Ангелина Васильевна маялась под пледом и взывала к таинственным морским просторам. Беспокойное воображение дорисовало Люськин рассказ. Ангелина Васильевна уже наверняка знала: дочь полюбила капитана, и, пронизанная любовной лихорадкой и жаром, изойдет до конца. Глухая ревность закипала в ней: это ей надо было быть рядом с капитаном. Его-то мне и не хватает! Был как-то у меня один капитан, да, видать, не тот. Вынула из ящика треснувшую с углов фотокарточку: седеющий улыбчивый мужчина в милицейском капитанском кителе. Про шмоны в отделении рассказывал, с девками колбасил, рассчитываясь изъятыми побрякушками; Ангелина Васильевна не знала, куда тот капитан подевался, помнила только, что облегченно вздохнула, когда однажды толкнулась в наглухо заколоченный кабинет. Поговаривали разное, одно ясно — судьбы их пересеклись случайно. Ангелина Васильевна порвала регистрационное свидетельство, а на вопрос маленькой дочери об отце, беззаботно рассмеялась: Господь хранит нас от ненужных людей!

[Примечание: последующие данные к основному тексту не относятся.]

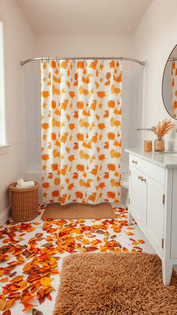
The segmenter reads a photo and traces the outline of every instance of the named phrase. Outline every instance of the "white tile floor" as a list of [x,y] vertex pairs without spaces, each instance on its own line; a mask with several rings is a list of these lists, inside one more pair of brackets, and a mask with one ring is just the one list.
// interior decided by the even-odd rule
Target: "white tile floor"
[[[111,204],[113,208],[116,207],[122,208],[125,208],[124,204],[122,203],[119,203],[118,204],[112,203]],[[117,209],[117,210],[118,210],[118,209]],[[41,212],[42,214],[43,211],[43,210],[41,211]],[[120,212],[116,212],[115,213],[118,213],[120,214]],[[44,231],[42,230],[42,227],[43,222],[43,221],[41,221],[41,215],[38,215],[37,218],[35,218],[35,219],[31,221],[31,222],[41,222],[41,223],[40,223],[39,225],[38,226],[33,225],[33,226],[36,228],[36,229],[32,232],[29,233],[27,233],[26,234],[23,236],[22,237],[23,238],[25,238],[25,240],[24,241],[21,241],[20,243],[19,243],[20,244],[24,245],[27,244],[30,239],[31,238],[34,237],[35,234],[37,233],[43,233],[43,237],[46,237],[47,236],[50,236],[50,233],[47,233],[46,231]],[[124,215],[126,216],[127,214],[125,214]],[[126,219],[127,219],[127,218],[123,217],[122,218],[122,220],[123,219],[123,220],[126,220]],[[104,221],[105,220],[105,219],[102,219],[102,220]],[[110,219],[109,220],[110,220]],[[119,218],[118,220],[121,220],[121,218]],[[12,220],[11,218],[10,219],[10,221],[11,221],[12,220]],[[93,219],[92,220],[92,221],[93,220],[94,220]],[[74,220],[75,222],[76,221],[76,220]],[[86,225],[90,226],[91,226],[93,224],[99,224],[101,222],[101,221],[95,221],[95,223],[93,223],[93,222],[91,222],[90,220],[86,220],[85,221],[86,222],[85,223],[84,223],[84,224]],[[68,221],[68,223],[70,222]],[[32,224],[32,225],[33,225]],[[127,228],[128,227],[128,226],[123,226],[122,228],[121,229],[121,232],[120,233],[117,233],[114,232],[113,231],[113,229],[111,228],[111,225],[109,224],[109,228],[107,230],[110,234],[110,235],[109,236],[109,237],[108,239],[108,241],[109,240],[111,239],[110,239],[110,237],[111,236],[116,234],[116,237],[115,238],[115,239],[114,239],[115,240],[115,239],[116,240],[119,242],[120,244],[122,245],[122,247],[126,247],[128,250],[129,251],[131,251],[133,248],[132,247],[132,245],[131,246],[130,245],[131,244],[132,241],[130,240],[129,239],[129,238],[131,238],[136,241],[137,241],[138,239],[142,239],[145,242],[144,243],[141,244],[139,243],[137,246],[141,247],[142,249],[142,251],[144,252],[155,253],[155,252],[154,251],[154,250],[149,243],[149,242],[146,239],[145,235],[141,231],[138,226],[137,225],[135,225],[134,224],[134,222],[133,225],[132,225],[131,226],[132,227],[133,227],[133,228],[135,228],[135,229],[132,230],[127,230]],[[8,226],[6,225],[4,225],[4,226],[5,227],[8,227]],[[78,224],[77,227],[79,227],[79,224]],[[56,226],[55,226],[55,227],[56,227]],[[4,228],[2,227],[0,229],[0,230],[2,230]],[[87,232],[88,231],[86,232]],[[132,232],[133,233],[133,235],[128,236],[126,234],[126,232]],[[15,232],[17,236],[16,237],[16,239],[18,239],[18,239],[17,239],[16,238],[17,237],[18,237],[18,236],[19,234],[21,234],[22,232],[17,232],[16,231]],[[22,233],[24,232],[22,232]],[[93,234],[95,234],[95,232],[94,233],[93,233]],[[74,237],[76,235],[76,234],[75,233],[73,233],[73,236]],[[6,235],[5,235],[5,236],[6,237]],[[98,239],[100,239],[101,240],[103,240],[103,238],[105,237],[105,236],[103,234],[97,234],[96,237],[94,238],[97,238]],[[88,238],[87,237],[84,237],[84,238]],[[91,239],[91,240],[92,240],[92,239],[90,238],[89,239]],[[6,244],[4,244],[2,243],[2,241],[3,241],[3,239],[0,240],[0,241],[1,241],[1,242],[0,242],[0,247],[2,246],[4,246],[4,245],[7,244],[7,243],[6,243]],[[40,248],[43,244],[46,243],[46,241],[45,241],[45,239],[43,239],[41,242],[37,242],[37,243],[38,243],[37,246],[39,248]],[[104,242],[103,242],[103,243],[101,244],[103,245],[104,243]],[[86,246],[90,246],[90,245],[91,245],[91,244],[90,244],[90,245],[87,244]],[[96,251],[99,251],[100,250],[99,244],[98,245],[98,249]],[[58,263],[58,266],[56,267],[56,268],[58,268],[59,271],[60,271],[61,270],[61,264],[62,262],[62,258],[66,255],[70,255],[71,254],[67,252],[65,252],[61,254],[60,254],[59,253],[59,255],[60,256],[61,259],[60,259],[57,261],[57,262]],[[56,254],[55,254],[55,255],[58,256],[58,254],[57,253]],[[7,264],[7,263],[10,262],[11,261],[15,260],[15,257],[13,256],[13,257],[11,257],[8,261],[2,261],[1,262],[0,262],[0,267],[4,267],[5,266],[8,266]],[[26,259],[25,258],[25,263]],[[32,258],[30,259],[28,259],[26,262],[26,263],[27,262],[29,262],[29,261],[32,261]],[[24,266],[24,264],[21,264],[20,265],[17,266],[12,271],[12,272],[14,272],[14,271],[16,271],[17,273],[15,274],[15,276],[17,275],[22,275],[22,269]],[[5,275],[3,276],[3,277],[4,278],[5,277],[7,277],[8,275],[6,274]],[[24,275],[24,279],[25,278],[26,279],[26,278],[28,275]],[[52,286],[56,290],[55,291],[54,290],[52,290],[50,292],[50,294],[52,296],[52,301],[50,301],[49,300],[46,298],[44,302],[40,305],[38,300],[35,297],[33,298],[32,299],[30,300],[29,302],[27,302],[27,303],[29,303],[30,304],[37,305],[37,306],[34,306],[34,308],[36,308],[38,310],[39,310],[42,312],[43,313],[43,315],[51,315],[52,311],[54,306],[55,298],[57,294],[57,288],[58,286],[59,282],[59,275],[57,274],[54,276],[51,276],[51,277],[54,278],[54,280],[53,280],[51,282],[51,283]],[[9,278],[9,280],[11,279],[11,278]],[[9,283],[8,282],[0,282],[0,294],[2,294],[2,292],[3,290],[2,287],[2,286],[4,286],[6,284]],[[36,291],[35,292],[35,294],[36,294],[36,293],[37,291]],[[29,314],[31,314],[31,310],[33,307],[32,307],[29,310],[24,312],[24,313],[23,312],[22,312],[22,310],[24,308],[24,306],[23,304],[19,304],[20,301],[20,300],[19,299],[17,299],[14,304],[9,309],[11,312],[11,315],[21,315],[21,314],[26,314],[26,315],[29,315]],[[3,312],[4,312],[4,310],[3,311],[0,311],[0,314],[2,314]]]

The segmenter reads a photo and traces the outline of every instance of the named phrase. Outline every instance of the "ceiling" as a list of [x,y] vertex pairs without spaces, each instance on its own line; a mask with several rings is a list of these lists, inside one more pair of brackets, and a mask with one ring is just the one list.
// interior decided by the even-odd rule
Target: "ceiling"
[[84,36],[132,34],[153,0],[16,1],[35,34]]

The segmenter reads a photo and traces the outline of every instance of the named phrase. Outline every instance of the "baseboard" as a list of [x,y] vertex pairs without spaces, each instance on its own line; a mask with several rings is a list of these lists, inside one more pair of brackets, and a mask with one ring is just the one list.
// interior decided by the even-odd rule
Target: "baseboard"
[[11,216],[11,206],[6,209],[0,215],[0,224],[3,225]]

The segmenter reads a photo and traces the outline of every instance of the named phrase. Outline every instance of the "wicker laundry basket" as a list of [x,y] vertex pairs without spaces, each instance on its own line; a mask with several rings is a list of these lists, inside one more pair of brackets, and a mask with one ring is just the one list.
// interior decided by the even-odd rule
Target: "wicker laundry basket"
[[35,186],[28,188],[17,188],[16,182],[9,186],[11,192],[12,217],[14,221],[29,221],[37,215],[37,188],[39,184],[36,181],[34,183]]

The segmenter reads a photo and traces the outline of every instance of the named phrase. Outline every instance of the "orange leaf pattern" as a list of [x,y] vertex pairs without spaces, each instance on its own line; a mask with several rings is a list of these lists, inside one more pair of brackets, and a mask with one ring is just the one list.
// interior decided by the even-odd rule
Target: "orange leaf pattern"
[[175,61],[172,63],[171,71],[172,80],[172,100],[173,105],[173,117],[177,117],[177,67]]
[[45,61],[41,86],[44,202],[119,202],[122,65]]

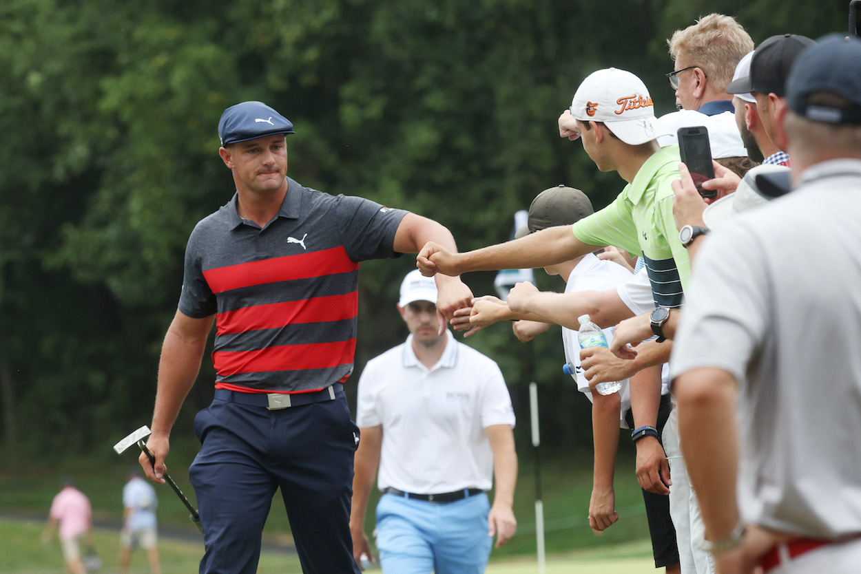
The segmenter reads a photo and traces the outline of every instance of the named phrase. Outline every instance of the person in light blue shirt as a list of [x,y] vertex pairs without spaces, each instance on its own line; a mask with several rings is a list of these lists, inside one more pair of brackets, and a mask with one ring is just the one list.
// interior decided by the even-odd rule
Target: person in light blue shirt
[[158,534],[156,490],[144,480],[137,469],[132,469],[122,489],[122,530],[120,532],[120,574],[128,571],[132,551],[140,546],[146,552],[150,574],[161,574],[158,556]]

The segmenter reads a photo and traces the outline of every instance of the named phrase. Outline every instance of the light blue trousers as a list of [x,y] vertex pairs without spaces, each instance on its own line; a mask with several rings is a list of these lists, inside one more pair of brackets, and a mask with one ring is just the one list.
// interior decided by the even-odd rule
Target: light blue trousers
[[493,539],[486,494],[445,504],[384,494],[376,546],[385,574],[481,574]]

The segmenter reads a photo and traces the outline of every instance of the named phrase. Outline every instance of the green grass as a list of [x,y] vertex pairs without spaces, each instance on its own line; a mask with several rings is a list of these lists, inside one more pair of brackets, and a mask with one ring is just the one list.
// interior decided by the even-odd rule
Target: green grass
[[[609,528],[603,536],[595,536],[589,528],[586,515],[592,491],[592,456],[587,454],[557,456],[553,460],[542,460],[542,492],[544,506],[545,545],[548,557],[548,572],[553,573],[551,564],[559,565],[559,571],[604,571],[601,570],[572,570],[578,564],[596,565],[614,560],[630,559],[635,563],[647,564],[651,571],[653,566],[649,560],[650,547],[647,542],[648,527],[643,509],[642,497],[634,475],[633,452],[620,454],[616,474],[616,510],[619,522]],[[535,493],[536,479],[533,453],[529,447],[520,449],[520,472],[515,498],[515,515],[518,522],[517,535],[502,548],[494,549],[492,557],[492,574],[516,572],[511,568],[517,565],[530,565],[523,571],[536,571]],[[171,452],[169,471],[186,496],[194,503],[194,491],[188,481],[187,467],[193,453]],[[60,571],[61,563],[59,544],[55,541],[49,548],[39,542],[39,533],[44,526],[51,499],[59,488],[60,477],[71,474],[77,485],[87,494],[93,505],[94,517],[97,522],[115,524],[115,529],[99,530],[96,544],[105,569],[110,571],[116,564],[118,531],[121,515],[121,492],[124,477],[128,467],[135,462],[133,456],[95,459],[93,460],[69,460],[58,462],[56,466],[33,466],[15,465],[15,472],[4,470],[0,472],[0,518],[25,516],[29,520],[12,523],[0,523],[0,572]],[[177,529],[190,536],[200,536],[188,518],[188,511],[170,488],[157,487],[159,495],[159,521],[163,531]],[[367,531],[373,530],[376,494],[370,501]],[[9,532],[6,532],[6,531]],[[272,503],[272,511],[264,529],[264,539],[289,542],[290,528],[287,515],[276,494]],[[194,540],[194,538],[190,539]],[[195,571],[202,553],[202,545],[193,542],[176,542],[162,537],[160,549],[164,556],[165,574],[170,572]],[[513,561],[512,561],[513,560]],[[298,561],[288,552],[268,552],[261,559],[260,572],[300,571]],[[147,571],[145,557],[136,554],[133,566],[139,565],[139,571]],[[555,567],[555,565],[554,567]],[[524,566],[525,567],[525,566]],[[54,570],[51,570],[53,568]],[[170,569],[169,569],[170,568]],[[498,570],[502,568],[501,570]],[[636,567],[626,565],[624,571],[639,572]],[[135,571],[133,569],[133,572]]]
[[[4,574],[59,574],[63,571],[59,544],[56,539],[47,545],[39,541],[43,523],[35,520],[0,519],[0,572]],[[96,528],[96,547],[102,560],[102,571],[117,566],[119,534]],[[645,546],[644,546],[645,544]],[[164,574],[197,571],[202,548],[200,544],[164,539],[159,541]],[[564,556],[550,556],[548,574],[651,574],[654,567],[647,557],[647,543],[635,543],[596,551],[581,551]],[[646,556],[644,558],[644,555]],[[372,572],[379,571],[374,569]],[[534,557],[500,559],[494,557],[487,574],[532,574],[537,571]],[[139,551],[132,557],[130,574],[149,572],[146,557]],[[299,574],[299,560],[288,552],[263,552],[257,574]]]

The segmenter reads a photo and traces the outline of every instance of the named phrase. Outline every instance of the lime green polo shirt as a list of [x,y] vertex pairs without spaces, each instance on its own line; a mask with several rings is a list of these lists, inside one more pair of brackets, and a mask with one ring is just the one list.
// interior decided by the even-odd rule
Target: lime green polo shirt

Хотя, черт его знает, — заколебалась Ангелина Васильевна, — может, Люськин капитан и есть тот самый? Преобразился, не узнать. Всякое в жизни бывает, вдруг за ум взялся, времени-то достаточно было. В конце, однако, скатилась к тому, что быть того не может, выдумаю, тоже! Разве оно возможно, чтоб из одного совсем другое выросло, из мухомора благородный гриб. Н-е-е-т, настоящий капитан с Люськой; как он себя назвал? Последний капитан! Что ж, последнего и ей?! Ангелина Васильевна по-настоящему страдала, наглаживая себя под пледом и подставляясь капитану, будто встреча уже свершилась. Раздвинув ноги, нащупала раскаленную точку внизу живота, откуда поднялось внезапное искушение отдаваться и брать. Алмаз, чисто алмаз, — тискала себя, — подземный родник! Наносила удары, ловко отражала, ластилась, плавилась, рвалась прочь, впивалась в глотку, восторженно, как девичье платье, примеряла новую кожу… дразнила ресницами, тонула в одиночестве, наполняла высохшие вены свежим вином, дарила себя, как драгоценный металл, разбивала, как отчаявшийся убийца. Сладострастно. Яростно. Бешено. Стихийное бедствие, а не ебля! — сжимала беззубым ртом мягкий солоноватый вкус. А то, совсем потеряв голову, нашептывала признания, подыскивая слова, созвучные грубым капризам моря, — Маленькая репетиция не повредит, ты не знаешь меня, милок, но узнаешь, клянусь тебе, узнаешь…
Прошла неделя, а Паша все еще вспоминал вечер у Илоны. Гости пришли все сразу, человек десять. Они затеснились в коридоре, освобождаясь от бутылок. Стол соорудили шикарный: масса водки и портвейна. Паша сразу определил: "Интеллигенция. К нам мало таких привозят, а жаль, к ним бы и отношение другое!" Илона знакомила его с гостями: победитель многих выставок… лауреат премии… ленится… просто Гномик, все зовут так, но талант… опальный придворный художник… и так далее, ни одного просто так.
— Это тот, кто из нас сделает, что попросим! — рекомендовала Илона Пашу.
На улице метет, а в комнате жарко от людей.
После первого же стакана Паша нежно закачался на стуле. Что в мире блаженней легкого звона стекла, немых одухотворенных прелюдий?.. Только Зойка. Слишком пылкая для дружной тишины, слишком. Нежадная, красотой брызжет — хоть капельку, да всем обломится, вперемежку с выпивкой, закуской, портвейном, водкой, приправой к соленым огурцам, ржаному хлебу, тлеющей между пальцев сигарете, глупостям разным, ах! — едва справился с собою.